Estate Tax Eliminated? For Now.
For eight years our Congress has been aware of the need to fix our estate tax problems and for eight years nothing was done. You see, President George W. Bush wanted to eliminate estate tax for good. The best he could do was law that did eliminate estate tax by 2010, because he did not have enough votes to make it permanent. However, even with a Republican controlled Senate and House during his last term, he was unable to make elimination permanent. So, under Bush’s law, estate tax is eliminated in 2010 – but that law expires at the end of the year resurrecting the law that preceded Bush’s in 2011. In other words, estate taxes will apply to significantly more estates in the year 2011.
It should be noted that President Obama is on record supporting a continuation of the tax with the elevated exclusions we currently enjoy under Bush’s law. In 2009, a person was allowed to pass up to $3,500,000 before taxes were applied. This is the figure Obama wants to maintain.
If nothing happens, there is no estate tax for 2010 but in 2011 the exclusion amount will be reduced to only $1,000,000. Keep in mind that in determining estate tax all assets are included including proceeds on life insurance. This reduction will amount to a significant number of estates being subject to the tax.
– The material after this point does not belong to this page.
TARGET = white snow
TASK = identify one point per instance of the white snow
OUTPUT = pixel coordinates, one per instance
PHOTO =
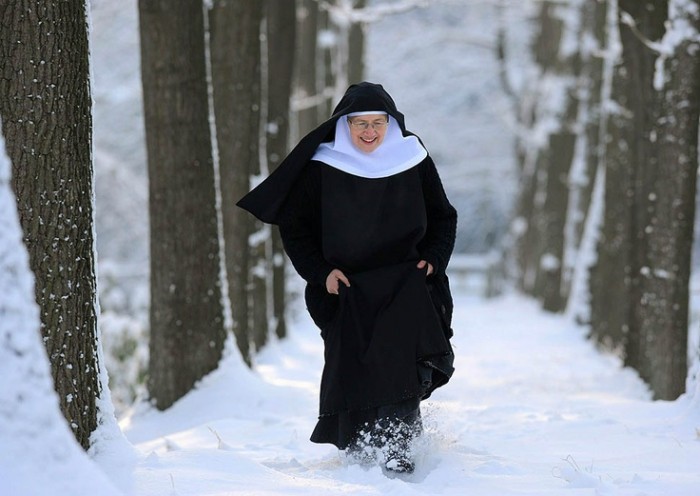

In addition, while there will be no estate tax in 2010, the ability to pass property at its stepped-up value will be reduced.
Now, all of the gurus and experts I have read or listened to still believe that President Obama and Congress will permanently establish the exclusion at $3,500,000. They argue that estate tax returns are not actually due for nine months and therefore the government has nine months to pass a new tax law retroactive to January 1. Everyone agrees this will happen. But then again, everyone also agreed a year ago that we would have a new law by now.
So, as it stands today, Bush’s law will expire at the end of 2010. This means there is no estate tax in 2010 but in 2011 any estate that has a value of over one million dollars will be taxed. Oh, and I almost forgot to mention that this law that will be resurrected has a maximum rate of 55%! (this is not a misprint – 55%) This is serious business for those estate that approach one million dollars.
This admittedly makes planning more difficult but at the same times make planning more important than ever.
[I promised to keep you up to date as soon as Congress did something. Keeping you informed that they did nothing was not what I had in mind. If and when Congress does act, I will let you know.]